There have been numerous changes to SSDs since they moved into the mainstream 15 years ago, with controllers providing increasing, then decreasing endurance levels, and offering greater, then lesser levels of autonomy. What has been missing is any ability for the system to determine the level of performance that the SSD provides.
Recently Kioxia, the company formerly known as Toshiba Memory, announced a new initiative called “Software-Enabled Flash”, that aims to provide a consistent interface between software and SSDs that allows the software to choose the level of involvement it wants to have in the SSD’s behavior.
First, let’s talk a little bit about the problem. NAND flash memory requires significant management. The whole concept of NAND flash is that it’s OK for it to be phenomenally difficult to work with as long as it’s the cheapest memory available. Here’s a list of a few of the reasons that NAND flash is hard to work with:
-
-
-
- It requires error correction
- Bits get stuck (either high or low) if you write to them too many times
- It must be erased every time new data is to be written to it
- One full page must be written at a time. These pages have different sizes depending on the chip
- Erases are performed at the block level, with each block consuming thousands of pages
- It takes milliseconds to perform erases and writes, yet reads take only microseconds to set up, and tens of nanoseconds to stream out
-
-
The list goes on, but the issues above are sufficient to give the reader a pounding headache!

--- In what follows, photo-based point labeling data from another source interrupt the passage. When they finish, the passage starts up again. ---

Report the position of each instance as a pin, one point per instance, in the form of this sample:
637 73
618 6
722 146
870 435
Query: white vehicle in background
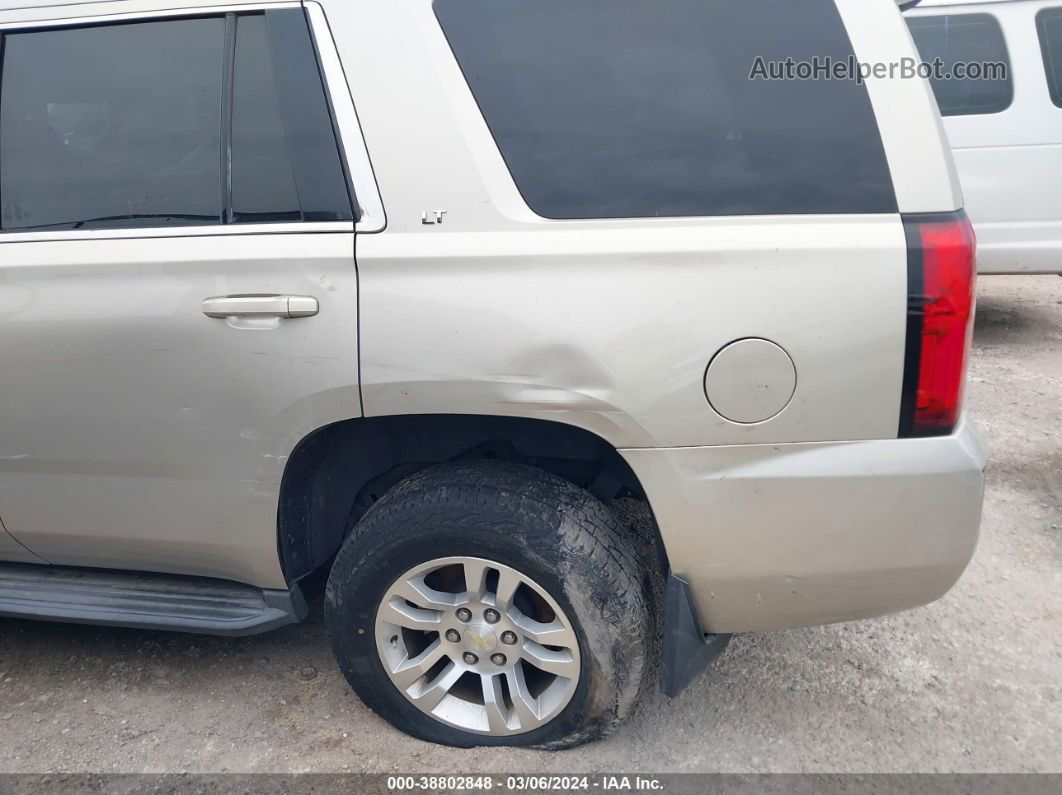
1006 132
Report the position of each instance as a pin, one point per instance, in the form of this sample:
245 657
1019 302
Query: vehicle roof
940 3
32 10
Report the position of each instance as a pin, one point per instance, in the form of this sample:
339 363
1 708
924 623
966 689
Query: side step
144 601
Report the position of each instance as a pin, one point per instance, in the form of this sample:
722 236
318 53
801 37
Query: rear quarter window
965 38
636 108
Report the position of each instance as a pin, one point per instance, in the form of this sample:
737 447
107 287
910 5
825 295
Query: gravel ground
971 684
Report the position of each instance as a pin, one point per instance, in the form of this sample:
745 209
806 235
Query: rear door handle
261 306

There’s little wonder that SSDs are almost all managed by controllers, and that the programming of these controllers is an art that is most often left to a team of specialists at the SSD manufacturer. Few others would be interested in developing the high level of expertise required to master NAND flash management.
(If you want to go into more depth in how controllers work there’s a series you can read on The SSD Guy blog called: How Controllers Maximize SSD Life)
But certain Internet data centers have determined that it pays back to closely manage the flash within the SSD. This is because the controller in the SSD is completely asynchronous to the workings of the server’s applications programs, and this can randomly slow down data access. I like to compare it to a revolving door, which rotates at a set speed. People have to pace themselves to the revolving door to get into the building. If you have 100 people waiting to enter the building then the revolving door will slow them down compared to a door that they can pull open at their convenience.
In the case of an SSD, though, it’s even worse, because the revolving door occasionally stops, and nobody ever knows when that might happen! This tends to happen when a garbage collection routine bumps into a host write command.
A lot of this is the result of HDD legacy: Since computers didn’t already have a natural place to put NAND flash it had to be fit into an interface that was designed for something else. Most SSDs have used the HDD interface. Some companies tried (with varying degrees of success) to add NAND to the memory channel in a DIMM slot, with NVDIMMs remaining as others faded away, and today’s SSDs are largely migrating to NVMe over a PCIe interface, an interface that was originally designed to connect GPUs and math co-processors to the processor. Since NAND flash is not a natural fit for any of these interfaces, each has required some degree of shimming to make things fit together. It is this shimming that can negatively impact the overall system’s performance.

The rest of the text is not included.